Ich ließ das kleine Rechteck in die Tasche gleiten und eilte zum Haus. Mom brauchte den Brief nicht zu sehen. Wer weiß, welche Mengen an Antidepressiva nötig wären, damit sie den Schock verkraftete. Auf den Stufen blieb ich kurz stehen. Ich sollte ihn wegwerfen. Wem würde der Brief schon helfen? Briefe von toten Mädchen enthalten nie gute Neuigkeiten.
Aber er könnte das Letzte sein, was wir je von Jazz erhalten. Dieser Gedanke nagte an meinem Gewissen. Ich seufzte und trat durch die Küchentür.
»Mom?«
»Ich bin hier.« Moms Stimme zitterte und klang, als befände sie sich unter Wasser. Ich wusste, dass sie geweint hatte. Schon wieder. Immer noch.
Ich folgte der Stimme und ging ins Wohnzimmer. Mom saß in ihrem beigefarbenen Chenille-Bademantel auf dem Sofa. Ihr selbst geschnittenes Haar war ungewaschen und sie trug rosa-weiße Kaninchen-Puschen. Ein Geschenk von Jazz. Sie hatte den Kopf in die Hände gestützt. Tränen rannen ihr über die Wangen, die Finger, dann die Handgelenke hinunter und durchweichten die Ärmelaufschläge des angeranzten Bademantels. Auf dem Schoß lag ein Scrapbook. Es war das Album, das Jazz angelegt hatte, um darin Erinnerungen und Andenken zu sammeln.

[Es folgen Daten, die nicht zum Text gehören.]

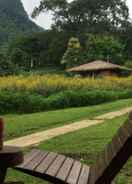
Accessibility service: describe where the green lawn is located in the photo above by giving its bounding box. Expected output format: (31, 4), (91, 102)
(5, 116), (132, 184)
(4, 99), (132, 140)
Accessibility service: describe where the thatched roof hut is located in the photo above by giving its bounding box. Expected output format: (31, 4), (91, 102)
(67, 60), (132, 76)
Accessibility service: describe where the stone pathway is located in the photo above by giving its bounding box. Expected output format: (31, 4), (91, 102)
(5, 107), (132, 147)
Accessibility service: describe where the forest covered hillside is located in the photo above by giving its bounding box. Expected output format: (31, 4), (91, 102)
(0, 0), (43, 45)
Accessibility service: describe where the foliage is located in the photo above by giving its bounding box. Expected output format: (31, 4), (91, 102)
(86, 35), (124, 64)
(0, 52), (15, 76)
(4, 99), (132, 140)
(8, 30), (68, 70)
(0, 74), (132, 97)
(33, 0), (128, 34)
(0, 90), (132, 114)
(125, 60), (132, 68)
(61, 38), (83, 68)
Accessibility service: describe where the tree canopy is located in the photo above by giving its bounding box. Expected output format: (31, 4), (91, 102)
(32, 0), (129, 33)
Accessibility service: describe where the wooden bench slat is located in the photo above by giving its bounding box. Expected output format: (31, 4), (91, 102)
(94, 151), (107, 181)
(35, 152), (57, 174)
(67, 161), (81, 184)
(56, 158), (74, 181)
(78, 165), (90, 184)
(46, 155), (66, 176)
(19, 149), (40, 168)
(25, 151), (48, 170)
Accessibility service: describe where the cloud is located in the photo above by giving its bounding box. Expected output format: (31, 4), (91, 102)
(22, 0), (132, 29)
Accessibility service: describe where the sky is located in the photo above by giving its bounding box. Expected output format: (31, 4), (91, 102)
(21, 0), (132, 29)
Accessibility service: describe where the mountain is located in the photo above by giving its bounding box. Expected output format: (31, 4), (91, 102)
(0, 0), (43, 45)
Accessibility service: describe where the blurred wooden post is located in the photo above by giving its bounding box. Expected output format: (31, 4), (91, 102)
(0, 117), (4, 150)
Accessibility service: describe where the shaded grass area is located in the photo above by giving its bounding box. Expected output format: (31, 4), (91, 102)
(4, 99), (132, 140)
(5, 115), (132, 184)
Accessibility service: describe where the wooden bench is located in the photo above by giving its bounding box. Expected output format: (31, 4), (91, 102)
(15, 113), (132, 184)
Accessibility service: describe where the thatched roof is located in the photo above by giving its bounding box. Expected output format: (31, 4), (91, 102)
(67, 60), (132, 72)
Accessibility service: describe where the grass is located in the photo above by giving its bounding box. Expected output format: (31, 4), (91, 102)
(4, 99), (132, 140)
(5, 115), (132, 184)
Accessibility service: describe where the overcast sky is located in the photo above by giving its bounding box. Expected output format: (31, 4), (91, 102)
(21, 0), (132, 29)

Ich ging neben der Couch mit der geschwungenen Rückenlehne und dem braunen Velourssamtbezug in die Hocke. Ursprünglich war es ein Brokatstoff gewesen, aber ich hatte mich als Baby so oft darauf übergeben, dass die Couch neu bezogen werden musste. Der jetzige Bezug war folglich so alt wie ich – vierzehn Jahre - und wies jede Menge Abnutzungsspuren auf. Das Sofa verdeutlichte die Unterschiede zwischen Jazz und mir. Ich kannte die Fotos von Jazz, wie sie gelassen auf dem smaragdgrünen Brokat thronte. Jetzt war der Bezug zweckmäßig und hob sich kaum von dem dunklen Holzboden ab.
Ich berührte Moms Handgelenk, damit sie wusste, dass ich bei ihr war.